Another good example of indirect evidence is the Geiger-Marsden experiment that provided the evidence for the structure of the atom:
Geiger–Marsden experiment - Wikipedia. Nobody "saw" the atoms, but from the scattering angles of the alpha particles they deduced what seemed to be responsible and came up with a model that accounted for what was observed.
Well, now you are talking about things that science can prove. Their deductions were based on mathematics, were they not? Wasn't it in the 1980's that science developed the technology to "see" atoms? Now we have nanotechnology that allows scientists to see so much more than they ever thought possible. What has this got to do with macro-evolution? Please understand that I am not anti-science....what I am, is skeptical of what science "assumes" as opposed to what it actually "knows".
I see holes in the evolutionary theory that you can drive a Mack Truck through and scientists like to pretend that they don't exist. I like to show people that science is not as clever as it makes itself out to be.
That's what science does: it makes models that account for observation and can be tested by further observation to see if they still fit.
And in the case of macro-evolution (as opposed to limited adaptation) they cannot make it fit without a lot of fudging...it is pure suggestion that something "leads them to believe" that what they "guess" "must be true".
I don't even mind the speculation as long as it it taught as such...but we all know that it isn't. They say in their articles that they "think" something "might have" or "could have" happened...but then you will find them saying that it "must have" because evolution demands that it did....do you see why I have objections? There is nothing to substantiate any of it. Guesses are backed up by other guesses. Is that real science?
You tell me.....
I see that you are Catholic but in name only....

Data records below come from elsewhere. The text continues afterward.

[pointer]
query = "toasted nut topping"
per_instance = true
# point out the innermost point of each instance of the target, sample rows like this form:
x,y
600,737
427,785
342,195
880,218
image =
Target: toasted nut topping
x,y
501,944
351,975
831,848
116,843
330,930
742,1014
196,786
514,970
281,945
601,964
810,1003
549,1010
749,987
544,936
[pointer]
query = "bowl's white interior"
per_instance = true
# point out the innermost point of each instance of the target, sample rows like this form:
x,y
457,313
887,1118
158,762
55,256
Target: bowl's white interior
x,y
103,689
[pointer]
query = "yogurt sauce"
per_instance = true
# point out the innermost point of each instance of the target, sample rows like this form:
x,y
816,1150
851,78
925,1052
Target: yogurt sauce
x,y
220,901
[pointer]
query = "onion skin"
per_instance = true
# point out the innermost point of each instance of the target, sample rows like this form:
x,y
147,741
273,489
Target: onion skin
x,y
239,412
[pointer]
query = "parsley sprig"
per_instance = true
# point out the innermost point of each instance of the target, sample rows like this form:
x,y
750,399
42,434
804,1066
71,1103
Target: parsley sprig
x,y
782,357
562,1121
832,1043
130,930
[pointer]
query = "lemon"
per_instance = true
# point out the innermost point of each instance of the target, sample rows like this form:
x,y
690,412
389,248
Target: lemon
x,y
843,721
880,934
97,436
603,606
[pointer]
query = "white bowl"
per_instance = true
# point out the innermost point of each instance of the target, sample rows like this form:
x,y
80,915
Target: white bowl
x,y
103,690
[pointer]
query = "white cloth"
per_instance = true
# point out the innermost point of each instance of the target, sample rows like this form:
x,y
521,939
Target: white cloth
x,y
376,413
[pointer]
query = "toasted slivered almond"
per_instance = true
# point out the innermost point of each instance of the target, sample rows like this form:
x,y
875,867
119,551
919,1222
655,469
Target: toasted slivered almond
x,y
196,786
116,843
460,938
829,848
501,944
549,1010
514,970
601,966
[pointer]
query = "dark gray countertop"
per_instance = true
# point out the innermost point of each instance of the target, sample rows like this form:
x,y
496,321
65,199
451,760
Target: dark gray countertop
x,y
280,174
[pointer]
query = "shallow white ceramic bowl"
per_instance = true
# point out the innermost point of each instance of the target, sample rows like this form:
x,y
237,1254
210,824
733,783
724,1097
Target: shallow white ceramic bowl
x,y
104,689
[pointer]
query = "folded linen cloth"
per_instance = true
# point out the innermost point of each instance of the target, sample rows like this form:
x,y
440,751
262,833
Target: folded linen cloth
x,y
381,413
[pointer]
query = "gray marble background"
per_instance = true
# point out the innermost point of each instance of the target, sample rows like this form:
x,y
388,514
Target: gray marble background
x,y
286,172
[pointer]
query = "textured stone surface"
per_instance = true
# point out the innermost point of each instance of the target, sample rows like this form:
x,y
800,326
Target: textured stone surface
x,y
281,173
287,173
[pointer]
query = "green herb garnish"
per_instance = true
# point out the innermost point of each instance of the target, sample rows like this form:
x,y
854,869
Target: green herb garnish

I was raised in Christendom too....IMO it teaches as much rubbish as evolutionary science does. A person with a degree in natural science means about as much to me as a clergyman with a degree in theology.
Both are trained to believe what they are told by the system they have chosen as their truth.
We all believe what we want to believe and it seems as if both sides of this argument are relying on a false dichotomy....you think science is correct about its assumptions concerning macro-evolution and that all Christians must support YEC. (Some who want a foot in both camps, try to take the middle ground with a God who created evolution.)
To me it's not an "either/or" scenario....did you ever consider that both might be dead wrong?
Did you ever consider that both science AND the Bible could be correct and that you don't have to choose one over the other? All you have to do is be guided by what science "knows" (as opposed to what it thinks it knows) and read the Bible with an understanding about what the original language conveyed. Correlate the two and an amazingly simple truth emerges.